Harry réfléchit. Il ne pouvait pas dire à Ron qu'elle était de Hagrid et qu'il l'invitait, sinon Ron viendrait aussi. Or, il paraissait évident que c'était plutôt à éviter…

- Des Dursley.

- Oh…

Le jeune sorcier se félicita intérieurement pour cette réponse.
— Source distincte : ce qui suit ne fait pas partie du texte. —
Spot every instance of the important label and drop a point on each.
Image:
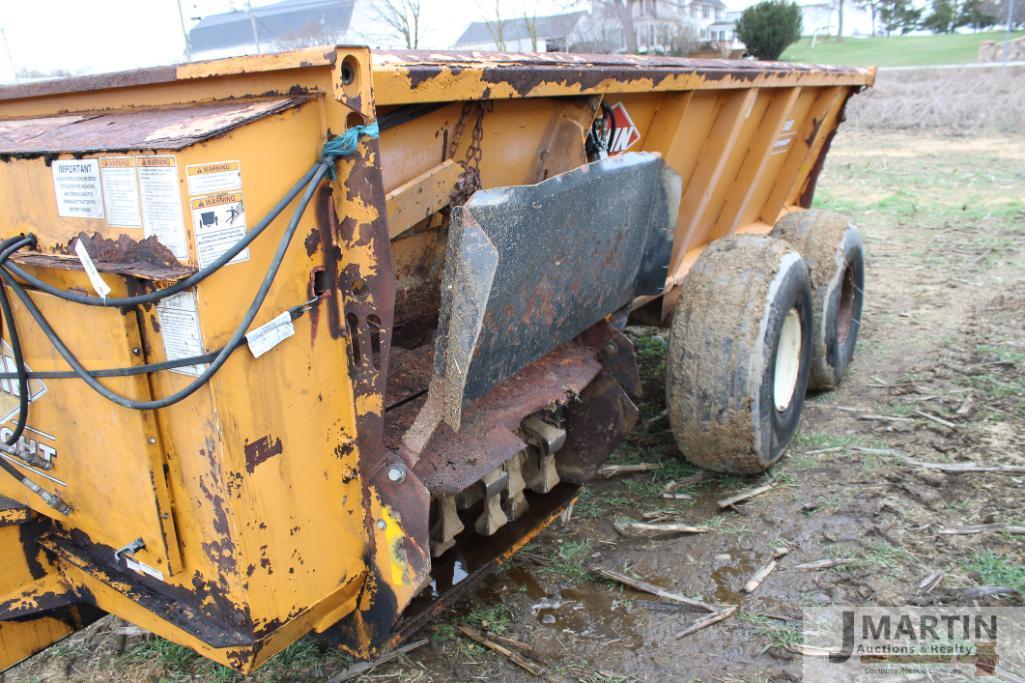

En plus d'empêcher les éventuelles futures questions, elle expliquait aussi sa mauvaise humeur. « Pour une fois qu'ils me rendent service ! » se dit-il avec un très léger amusement.

- Ne vous inquiétez pas, tout va bien, dit-il à Ron et Hermione avec un sourire rassurant.

Il ne voulait pas être de mauvaise humeur, Hermione avait déjà eu une journée assez difficile la veille, inutile d'en rajouter. Et il ne voulait surtout pas que Ron lui jette sans arrêt des coups d'œil anxieux et évite de lui parler pour ne pas risquer de l'énerver encore plus. Qu'il était mignon quand il faisait ça d'ailleurs, pensa Harry avec un sourire distrait.

- Harry, ça va ? demanda Hermione qui le fixait d'un air perplexe.

- Oh, euh…oui, ça va ! bredouilla-t-il en effaçant rapidement son sourire, les joues rosissantes.

Ron pouffa de rire. « Quel idiot ! » pensa Harry.